Robert Heller of www.thinkingmanagers.com looks at the false assumptions and illusions that have tested the very principles of free market capitalism.
The ongoing controversy over bankers’ pay has proved too important to be ignored - and the Obama-Volcker reforms, marking the end of organised greed for the time being, must attract treatment from every interested party. The most uninterested were the robber barons themselves, claiming to be victims of circumstance. You see, whatever these guilty folk fixed as a true and fair amount of pay, it was de facto true and fair. But no more.
The aim of the proposed Volcker reforms is to destroy this self-centred fantasy once and for all. The same song still rings out over the issue of executive pay. We ‘reward’ these people with unbelievable sums of cash, not because of the good things they do or their success, but to prevent them exporting their brilliance to other institutions; or, worse still, other countries.
The bankers boast, quite rightly, of having global businesses, which means that the talents are spread widely. But the truth is, only a few master the globe, and none truly deserve the masterly millions. However, the bonus payment structure has run deep inside the many thousands who work, some doubtless overpaid and under-skilled, in those towering, shiny office blocks.
It turns out the bank offices provide another rich example of colossal percentage takes - the architects have become super-rich on the fees paid out by the customers. The more the latter are persuaded to spend, the more riches flood in, to the glorification of both the builder and the tenant. No doubt the ability to employ an ace architect is part of the bank brand. However, what if the entire global brand is overpriced?
The illusion of real assets is created by the manipulation of paper wealth. Resisting all attacks and riding over all its disasters, the money machine has shown incredible durability, embodied in names that have been associated with economic and political power for hundreds of years - Morgan, Goldman Sachs, Rothschild, Rockefeller, and so on, now joined by hedge funds, private equity firms and plenty of other lesser latter-day giants.

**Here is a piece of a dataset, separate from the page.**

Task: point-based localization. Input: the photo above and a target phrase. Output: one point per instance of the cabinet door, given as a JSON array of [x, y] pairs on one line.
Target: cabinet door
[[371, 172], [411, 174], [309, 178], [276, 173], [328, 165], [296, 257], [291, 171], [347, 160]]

The hordes of lesser leaders have grown at an increasing rate, fed by the success of genuine innovators, the designers and makers who have the ability to supply a newer and better product or service. The business pioneers accumulate transferable wealth as they expand. But because they are not financiers, they employ others to solve the real problem of taking care of the money they cannot spend. That’s when the financial idea companies get to work, making new baskets for the golden eggs - looking after other people’s money and extracting a king’s ransom as they seek to make the paper wealth grow.Capitalism has been tested beyond its limits by inherently risky and completely false assumptions. It turns out that globalisation was a trap and a delusion. It looked like a dead cert for the world economy but it became a nightmare. So the reforms could be the beginning of a new and true reality - but watch out because those robber barons might ride again one day.